In regelmäßigen Abständen wird immer wieder Kritik laut, zum einen am Beruf des Heilpraktikers selbst als auch an den rechtlichen Zulassungsbedingungen (Kapitel 27). Wesentliche Kritikpunkte sind eine nicht geregelte Ausbildungszeit und der Ausbildungsumfang; die Ausbildungsstätten erstellen ihr eigenes Curriculum, die Dauer der Ausbildung variiert zwischen einem und mehreren Jahren. Ein weiterer Kritikpunkt ist die fehlende praktische Ausbildung, die von den Heilpraktikeranwärtern und Heilpraktikern meist im Eigenstudium erlernt werden muss. Außerdem werden die naturheilkundlichen Methoden als unwissenschaftlich bezeichnet.

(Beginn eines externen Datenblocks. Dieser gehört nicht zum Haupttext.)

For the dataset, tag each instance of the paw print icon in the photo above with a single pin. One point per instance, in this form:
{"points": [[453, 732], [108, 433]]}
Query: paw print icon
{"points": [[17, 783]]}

Die wesentlichen persönlichen Voraussetzungen für den Heilpraktikerberuf bestehen zunächst im Erlernen anatomischer, physiologischer und pathophysiologischer Zusammenhänge, die ein Verständnis von Krankheit überhaupt möglich machen. Ferner ist es unumgänglich, die Basistechniken der klinischen Befunderhebung mit körperlicher Untersuchung und Differenzialdiagnostik sicher zu beherrschen, darüber hinaus die Injektionstechniken und die Basismaßnahmen der Notfallversorgung. Rechtliche Aspekte, Praxisführung mit Praxishygiene, Indikationen und Kontraindikationen von diagnostischen oder therapeutischen Maßnahmen der Naturheilkunde müssen ebenso berücksichtigt werden. Diese Kenntnisse müssen laufend wiederholt und geübt werden, damit sie zur Routine werden. Das bedeutet nicht, dass man alles wissen muss, was in Anbetracht der Menge und Fülle des medizinischen Stoffs nicht zu bewältigen ist. Im Umkehrschluss bedeutet dies aber auch nicht, dass man das und jenes nicht braucht, weil man ja nur Homöopathie ausüben will. Neben einer Begabung ist ein solider Grundstock an Wissen unabdingbar, genauso wie die Kenntnis der eigenen Behandlungs- und Kompetenzgrenzen.